Un cervello cyborg ha imparato a giocare a Pong, storico videogioco di Atari: la notizia, che sembra applicata alla realtà direttamente da un film di fantascienza, ha dell’incredibile ed è stata riportata da “New Scientist”, secondo cui un gruppo di 800mila neuroni umani coltivati in provetta e collegati a un microelettrodo è stato ammaestrato dagli scienziati della startup “Cortical Labs”, riuscendo a intercettare la pallina del videogame. Ma com’è stato possibile centrare un simile risultato, difficile anche soltanto da immaginare?
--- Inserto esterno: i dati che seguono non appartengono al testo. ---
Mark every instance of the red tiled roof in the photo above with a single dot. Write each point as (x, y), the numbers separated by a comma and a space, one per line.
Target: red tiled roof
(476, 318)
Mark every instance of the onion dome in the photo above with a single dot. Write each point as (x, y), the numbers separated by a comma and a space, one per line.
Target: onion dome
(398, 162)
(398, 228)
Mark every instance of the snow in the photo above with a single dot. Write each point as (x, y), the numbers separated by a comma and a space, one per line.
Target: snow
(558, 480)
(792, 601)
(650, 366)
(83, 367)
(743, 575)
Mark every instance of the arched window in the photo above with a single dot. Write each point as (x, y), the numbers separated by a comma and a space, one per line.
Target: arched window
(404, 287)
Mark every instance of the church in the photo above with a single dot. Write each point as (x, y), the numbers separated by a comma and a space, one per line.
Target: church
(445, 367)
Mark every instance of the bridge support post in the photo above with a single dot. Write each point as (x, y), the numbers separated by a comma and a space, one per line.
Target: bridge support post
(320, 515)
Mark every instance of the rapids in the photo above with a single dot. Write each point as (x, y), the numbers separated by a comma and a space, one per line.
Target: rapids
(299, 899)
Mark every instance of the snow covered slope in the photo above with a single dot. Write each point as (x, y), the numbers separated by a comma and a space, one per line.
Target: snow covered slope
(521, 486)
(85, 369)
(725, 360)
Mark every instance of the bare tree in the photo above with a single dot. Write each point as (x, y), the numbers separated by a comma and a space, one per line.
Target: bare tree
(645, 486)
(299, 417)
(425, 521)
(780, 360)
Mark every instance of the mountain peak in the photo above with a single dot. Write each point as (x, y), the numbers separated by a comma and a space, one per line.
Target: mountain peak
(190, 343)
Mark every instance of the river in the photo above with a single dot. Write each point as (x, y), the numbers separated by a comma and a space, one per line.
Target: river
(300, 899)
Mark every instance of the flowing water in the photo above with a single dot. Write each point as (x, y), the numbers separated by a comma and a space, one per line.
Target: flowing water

Come riportato da Brett Kagan, coordinatore del progetto, “i mini-cervelli non sanno giocare bene come un essere umano, ma imparano più velocemente di alcune intelligenze artificiali. L’aspetto più sorprendente è difatti quanto siano veloci a imparare: lo fanno quasi in tempo reale. È una proprietà straordinaria, che ci mostra tutte le potenzialità dei sistemi biologici”. Così, grazie a queste proprietà uniche, il team di Cortical Labs ha dapprima semplificato il videogame di Pong, creandone una versione priva di avversari. Dopodiché, è stato trasmesso un segnale al cervello cyborg, indicandogli se la pallina fosse a destra o a sinistra e questo, grazie a un impulso inviato dai neuroni all’elettrodo, è stato in grado di muovere la racchetta per colpire la pallina.
CERVELLO CYBORG GIOCA A PONG: I PRECEDENTI DEI CERVELLI IN PROVETTA “VIRTUOSI”
Quella del cervello cyborg che gioca a Pong è soltanto l’ultima delle scoperte effettuate dalla scienza, come ricorda il portale “Wired”. Infatti, già nel 2019 un gruppo di esperti dell’Università della California aveva dimostrato che “gli organoidi cerebrali messi a punto in laboratorio, composti da cellule staminali pluripotenti e un milione di volte più piccoli di un vero cervello umano, erano in grado di stabilire connessioni tra loro e di produrre onde cerebrali molto simili a quelle dell’encefalo di un bambino prematuro”.
I ricercatori dell’Università di Cambridge, invece, erano incredibilmente riusciti a coltivare un mini-cervello in provetta capace di collegarsi in maniera del tutto autonoma al midollo spinale e al tessuto muscolare, effettuando un importante passo in avanti per una migliore comprensione di disturbi come la malattia del motoneurone, l’epilessia e la schizofrenia.